2. Denial of Leave to Amend
McBurnie challenges the District Court's denial of leave to amend his complaint, a decision we review for "abuse of discretion." See Knife Rights, Inc. v. Vance, 802 F.3d 377, 389 (2d Cir. 2015). In support of his challenge, McBurnie briefly reiterates his argument, which we have just rejected, that the Settlement Agreement effectively waived his claims against Marsh. Otherwise, McBurnie makes no effort to explain why his proposed amendment would not be futile, other than to accuse the District Court of putting insufficient [*10] "thought or analysis into" the matter. McBurnie Br., No. 15-701-cv, at 64. We therefore have no reason to conclude that the District Court erred, much less "abused its discretion," in denying leave to amend.
3. Denial of Sanctions
We consider, finally, Rutledge's argument that the District Court erred in declining to sanction Glynn. We review a district court's denial of Rule 11 sanctions for abuse of discretion. See Ipcon Collections LLC v. Costco Wholesale Corp., 698 F.3d 58, 63 (2d Cir. 2012). "Sanctions may be--but need not be--imposed when court filings are used for an improper purpose, or when claims are not supported by existing law, lack evidentiary support, or are otherwise frivolous." Id. (internal quotation marks omitted). Even if a district court identifies a Rule 11 violation, the decision whether to impose a sanction is "committed to the district court's discretion." Id. (internal quotation marks omitted); see also id. ("In short, sanctions under Rule 11 are discretionary, not mandatory."). Here, the District Court concluded that McBurnie's arguments, though close to frivolous, contained "enough of a kernel of a theory" to avoid being objectively unreasonable. See Special App., No. 15-1727-cv, at 4. Even if we disagreed with that assessment,5 we would see no reason to disagree [*11] with the court's decision not to award sanctions.

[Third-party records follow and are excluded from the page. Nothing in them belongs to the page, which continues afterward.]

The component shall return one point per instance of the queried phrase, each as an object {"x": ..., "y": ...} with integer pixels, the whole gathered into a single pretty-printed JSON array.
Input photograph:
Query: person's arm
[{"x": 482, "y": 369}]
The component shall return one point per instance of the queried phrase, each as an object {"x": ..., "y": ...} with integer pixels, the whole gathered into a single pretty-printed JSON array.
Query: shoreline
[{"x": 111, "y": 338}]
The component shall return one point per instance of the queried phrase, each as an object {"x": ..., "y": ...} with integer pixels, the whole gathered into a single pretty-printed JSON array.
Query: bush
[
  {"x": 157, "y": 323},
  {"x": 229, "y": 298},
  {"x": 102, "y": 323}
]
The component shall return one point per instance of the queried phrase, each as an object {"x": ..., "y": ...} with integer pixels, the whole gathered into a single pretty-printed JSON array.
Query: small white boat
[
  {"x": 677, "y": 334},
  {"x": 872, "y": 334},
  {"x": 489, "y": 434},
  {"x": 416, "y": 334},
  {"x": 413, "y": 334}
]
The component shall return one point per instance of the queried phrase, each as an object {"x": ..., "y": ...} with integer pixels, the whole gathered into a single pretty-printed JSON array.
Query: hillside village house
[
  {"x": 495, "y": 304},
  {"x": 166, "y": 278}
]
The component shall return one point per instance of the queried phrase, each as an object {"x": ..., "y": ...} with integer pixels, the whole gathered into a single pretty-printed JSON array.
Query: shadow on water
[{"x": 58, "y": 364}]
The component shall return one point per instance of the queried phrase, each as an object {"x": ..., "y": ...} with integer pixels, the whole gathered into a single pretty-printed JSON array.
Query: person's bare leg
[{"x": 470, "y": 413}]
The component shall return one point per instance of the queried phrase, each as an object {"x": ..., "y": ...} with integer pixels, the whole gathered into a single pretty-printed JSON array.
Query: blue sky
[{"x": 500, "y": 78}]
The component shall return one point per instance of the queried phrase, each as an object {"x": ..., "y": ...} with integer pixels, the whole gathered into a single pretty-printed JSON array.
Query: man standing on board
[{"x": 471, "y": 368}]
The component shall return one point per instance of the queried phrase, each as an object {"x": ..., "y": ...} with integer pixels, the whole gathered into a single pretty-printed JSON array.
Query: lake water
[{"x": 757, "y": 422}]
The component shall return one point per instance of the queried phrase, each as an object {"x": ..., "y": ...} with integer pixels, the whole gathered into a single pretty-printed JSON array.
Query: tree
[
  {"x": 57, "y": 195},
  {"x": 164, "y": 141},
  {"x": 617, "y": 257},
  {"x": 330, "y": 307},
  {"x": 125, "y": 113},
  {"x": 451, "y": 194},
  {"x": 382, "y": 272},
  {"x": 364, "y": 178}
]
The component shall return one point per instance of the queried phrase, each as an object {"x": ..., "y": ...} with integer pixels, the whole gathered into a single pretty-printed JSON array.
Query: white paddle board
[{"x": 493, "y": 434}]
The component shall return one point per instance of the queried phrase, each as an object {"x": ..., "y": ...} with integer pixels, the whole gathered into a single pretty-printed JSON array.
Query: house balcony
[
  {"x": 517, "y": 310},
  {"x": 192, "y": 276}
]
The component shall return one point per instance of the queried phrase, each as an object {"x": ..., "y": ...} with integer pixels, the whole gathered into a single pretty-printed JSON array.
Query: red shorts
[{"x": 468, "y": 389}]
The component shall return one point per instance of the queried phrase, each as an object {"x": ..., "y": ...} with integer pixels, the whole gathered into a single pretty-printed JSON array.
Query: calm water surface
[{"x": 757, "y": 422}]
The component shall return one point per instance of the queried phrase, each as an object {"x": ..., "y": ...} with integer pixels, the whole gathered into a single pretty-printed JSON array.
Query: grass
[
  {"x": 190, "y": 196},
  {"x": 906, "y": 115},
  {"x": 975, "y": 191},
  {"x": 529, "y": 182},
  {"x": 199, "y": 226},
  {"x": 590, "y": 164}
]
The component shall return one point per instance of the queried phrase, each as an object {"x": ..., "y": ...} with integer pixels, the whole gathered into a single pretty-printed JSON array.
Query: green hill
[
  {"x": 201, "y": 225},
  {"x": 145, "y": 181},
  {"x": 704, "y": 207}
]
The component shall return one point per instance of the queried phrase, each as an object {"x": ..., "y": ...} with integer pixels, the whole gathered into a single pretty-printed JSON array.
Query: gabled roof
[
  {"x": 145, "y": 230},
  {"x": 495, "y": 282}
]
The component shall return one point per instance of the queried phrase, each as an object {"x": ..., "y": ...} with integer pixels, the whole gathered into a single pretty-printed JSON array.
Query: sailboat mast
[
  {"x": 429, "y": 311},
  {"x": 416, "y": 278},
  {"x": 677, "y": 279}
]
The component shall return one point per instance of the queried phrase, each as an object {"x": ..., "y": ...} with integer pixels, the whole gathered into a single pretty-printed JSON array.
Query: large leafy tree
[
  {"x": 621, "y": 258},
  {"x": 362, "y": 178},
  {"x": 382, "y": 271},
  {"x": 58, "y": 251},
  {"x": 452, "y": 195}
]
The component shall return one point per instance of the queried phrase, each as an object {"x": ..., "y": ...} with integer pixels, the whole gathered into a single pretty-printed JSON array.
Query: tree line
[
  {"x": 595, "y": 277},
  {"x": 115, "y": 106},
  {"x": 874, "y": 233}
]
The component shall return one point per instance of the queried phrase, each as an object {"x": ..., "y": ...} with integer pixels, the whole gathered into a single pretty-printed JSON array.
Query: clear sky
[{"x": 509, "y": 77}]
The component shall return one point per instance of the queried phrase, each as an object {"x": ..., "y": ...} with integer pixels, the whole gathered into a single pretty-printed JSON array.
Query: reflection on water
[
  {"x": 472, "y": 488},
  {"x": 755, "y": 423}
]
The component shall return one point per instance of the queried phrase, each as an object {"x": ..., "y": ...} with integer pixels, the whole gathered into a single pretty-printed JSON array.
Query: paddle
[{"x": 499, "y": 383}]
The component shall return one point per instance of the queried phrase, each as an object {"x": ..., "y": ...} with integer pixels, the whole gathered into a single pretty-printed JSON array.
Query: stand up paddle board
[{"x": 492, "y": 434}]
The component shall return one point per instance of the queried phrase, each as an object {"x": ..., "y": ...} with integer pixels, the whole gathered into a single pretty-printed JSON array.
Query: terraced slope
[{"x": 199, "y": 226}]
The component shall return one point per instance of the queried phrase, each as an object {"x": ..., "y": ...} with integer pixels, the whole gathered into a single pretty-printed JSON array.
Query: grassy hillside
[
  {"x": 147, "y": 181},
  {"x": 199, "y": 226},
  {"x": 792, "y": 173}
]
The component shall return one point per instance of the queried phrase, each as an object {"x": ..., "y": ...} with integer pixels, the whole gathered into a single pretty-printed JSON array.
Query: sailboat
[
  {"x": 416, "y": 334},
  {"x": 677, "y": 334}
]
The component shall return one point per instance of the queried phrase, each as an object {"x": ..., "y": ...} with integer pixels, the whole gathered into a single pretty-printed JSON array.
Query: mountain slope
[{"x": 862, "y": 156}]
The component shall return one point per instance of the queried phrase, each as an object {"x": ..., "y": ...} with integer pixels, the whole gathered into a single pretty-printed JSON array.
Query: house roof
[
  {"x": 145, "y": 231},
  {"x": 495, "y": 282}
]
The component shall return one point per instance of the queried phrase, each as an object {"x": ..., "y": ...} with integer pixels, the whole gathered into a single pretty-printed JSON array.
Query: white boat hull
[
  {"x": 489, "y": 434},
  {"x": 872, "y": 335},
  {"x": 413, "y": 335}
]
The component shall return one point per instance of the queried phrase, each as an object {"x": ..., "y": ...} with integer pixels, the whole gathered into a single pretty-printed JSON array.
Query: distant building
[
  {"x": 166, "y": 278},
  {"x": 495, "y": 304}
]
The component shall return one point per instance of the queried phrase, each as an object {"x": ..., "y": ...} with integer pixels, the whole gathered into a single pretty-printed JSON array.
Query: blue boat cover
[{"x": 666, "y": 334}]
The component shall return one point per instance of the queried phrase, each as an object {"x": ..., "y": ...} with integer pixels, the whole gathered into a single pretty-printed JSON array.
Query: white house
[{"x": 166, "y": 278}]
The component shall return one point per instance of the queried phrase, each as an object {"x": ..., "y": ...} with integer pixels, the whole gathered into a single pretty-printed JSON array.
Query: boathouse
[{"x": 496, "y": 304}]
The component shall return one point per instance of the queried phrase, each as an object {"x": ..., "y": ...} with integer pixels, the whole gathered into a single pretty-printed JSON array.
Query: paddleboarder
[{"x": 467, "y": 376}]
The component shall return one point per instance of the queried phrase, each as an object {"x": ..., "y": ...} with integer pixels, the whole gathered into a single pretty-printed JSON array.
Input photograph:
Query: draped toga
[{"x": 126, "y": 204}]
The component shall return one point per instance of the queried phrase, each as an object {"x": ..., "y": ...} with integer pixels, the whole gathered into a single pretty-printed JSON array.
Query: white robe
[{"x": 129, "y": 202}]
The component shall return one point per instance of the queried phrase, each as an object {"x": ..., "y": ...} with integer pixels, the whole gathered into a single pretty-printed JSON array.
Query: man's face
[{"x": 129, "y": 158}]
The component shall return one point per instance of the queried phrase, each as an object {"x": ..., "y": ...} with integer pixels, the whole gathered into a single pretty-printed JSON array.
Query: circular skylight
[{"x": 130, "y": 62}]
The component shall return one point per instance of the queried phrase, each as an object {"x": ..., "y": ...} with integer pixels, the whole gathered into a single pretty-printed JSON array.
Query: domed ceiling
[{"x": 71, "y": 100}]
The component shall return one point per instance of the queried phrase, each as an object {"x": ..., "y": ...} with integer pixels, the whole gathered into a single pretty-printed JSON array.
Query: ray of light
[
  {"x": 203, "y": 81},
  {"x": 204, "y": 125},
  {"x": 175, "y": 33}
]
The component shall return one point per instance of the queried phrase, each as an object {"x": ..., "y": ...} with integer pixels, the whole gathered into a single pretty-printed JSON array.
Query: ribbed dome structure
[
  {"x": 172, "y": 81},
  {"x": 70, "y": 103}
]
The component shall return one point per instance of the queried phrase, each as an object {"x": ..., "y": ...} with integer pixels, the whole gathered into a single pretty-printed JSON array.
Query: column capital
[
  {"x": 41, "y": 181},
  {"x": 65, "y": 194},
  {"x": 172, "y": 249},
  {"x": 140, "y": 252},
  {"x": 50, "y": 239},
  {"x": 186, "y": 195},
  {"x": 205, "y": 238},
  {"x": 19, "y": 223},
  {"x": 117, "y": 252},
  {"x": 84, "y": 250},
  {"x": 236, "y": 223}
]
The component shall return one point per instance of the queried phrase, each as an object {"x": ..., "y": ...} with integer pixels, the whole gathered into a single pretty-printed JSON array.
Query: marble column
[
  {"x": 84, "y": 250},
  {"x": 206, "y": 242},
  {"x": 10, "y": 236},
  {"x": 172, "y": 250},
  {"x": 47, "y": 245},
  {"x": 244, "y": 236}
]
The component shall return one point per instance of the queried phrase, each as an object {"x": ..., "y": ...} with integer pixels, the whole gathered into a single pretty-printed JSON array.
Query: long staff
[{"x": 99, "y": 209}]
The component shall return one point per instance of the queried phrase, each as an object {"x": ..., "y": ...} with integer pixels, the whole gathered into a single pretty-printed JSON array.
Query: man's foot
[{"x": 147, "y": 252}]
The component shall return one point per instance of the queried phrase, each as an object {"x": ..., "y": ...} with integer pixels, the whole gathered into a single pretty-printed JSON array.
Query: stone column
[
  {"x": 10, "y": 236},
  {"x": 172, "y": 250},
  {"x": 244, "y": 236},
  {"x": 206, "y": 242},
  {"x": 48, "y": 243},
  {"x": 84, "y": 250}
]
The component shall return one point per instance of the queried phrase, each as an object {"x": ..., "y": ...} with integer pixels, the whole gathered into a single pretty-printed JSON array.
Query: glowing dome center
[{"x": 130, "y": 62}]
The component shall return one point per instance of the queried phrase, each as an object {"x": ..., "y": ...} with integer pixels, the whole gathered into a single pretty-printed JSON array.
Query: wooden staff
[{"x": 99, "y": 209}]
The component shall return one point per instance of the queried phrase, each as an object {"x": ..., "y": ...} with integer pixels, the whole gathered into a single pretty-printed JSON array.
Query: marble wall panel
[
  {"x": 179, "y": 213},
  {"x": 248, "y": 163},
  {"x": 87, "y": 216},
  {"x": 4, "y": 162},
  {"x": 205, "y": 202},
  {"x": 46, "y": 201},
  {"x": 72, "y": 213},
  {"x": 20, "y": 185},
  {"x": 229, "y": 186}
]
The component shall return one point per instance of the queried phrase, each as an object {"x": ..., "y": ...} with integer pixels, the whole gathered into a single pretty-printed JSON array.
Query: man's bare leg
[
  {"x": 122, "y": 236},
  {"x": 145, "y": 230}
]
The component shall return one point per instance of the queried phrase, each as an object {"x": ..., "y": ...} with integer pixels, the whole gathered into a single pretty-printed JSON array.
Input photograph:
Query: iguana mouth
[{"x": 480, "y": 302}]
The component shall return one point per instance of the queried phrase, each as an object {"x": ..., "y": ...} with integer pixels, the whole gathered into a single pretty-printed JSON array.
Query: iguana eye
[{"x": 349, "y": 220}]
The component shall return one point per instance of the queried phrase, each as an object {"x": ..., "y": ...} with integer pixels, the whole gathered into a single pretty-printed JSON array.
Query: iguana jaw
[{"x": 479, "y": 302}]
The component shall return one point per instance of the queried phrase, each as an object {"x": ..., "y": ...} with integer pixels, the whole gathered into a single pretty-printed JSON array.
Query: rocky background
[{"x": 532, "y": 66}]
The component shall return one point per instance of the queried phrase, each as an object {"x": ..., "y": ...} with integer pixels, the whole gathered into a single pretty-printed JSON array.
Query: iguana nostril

5 We agree with the District Court that the Settlement Agreement was "at least sloppy," Special App., No. 15-1727-cv, at 4, and perhaps self-contradictory, when it disavowed Rutledge's authority to represent McBurnie but also stated that Rutledge "warrants and agrees that the payment of [$2.3 million] extinguishes any and all . . . claims that McBurnie has or might make against Marsh." J.A., No. 15-701-cv, at 113. We also note McBurnie's allegation that Rutledge pressured him to waive his right to sue Marsh, in order to advance Rutledge's fee negotiations. See id. at 69-70 (proposed settlement agreement). Although, for the reasons stated earlier, McBurnie's allegations do not state a claim for breach of fiduciary duty, breach of contract, or conversion, it was not entirely unreasonable for Glynn to find those allegations troubling and to believe that Rutledge's behavior had harmed McBurnie in a legally cognizable sense.
We have reviewed all of the arguments raised by the parties in support of their respective appeals and find them to be without merit. For the foregoing reasons, we AFFIRM the District Court's orders of February 19, 2015, and [*12] April 28, 2015.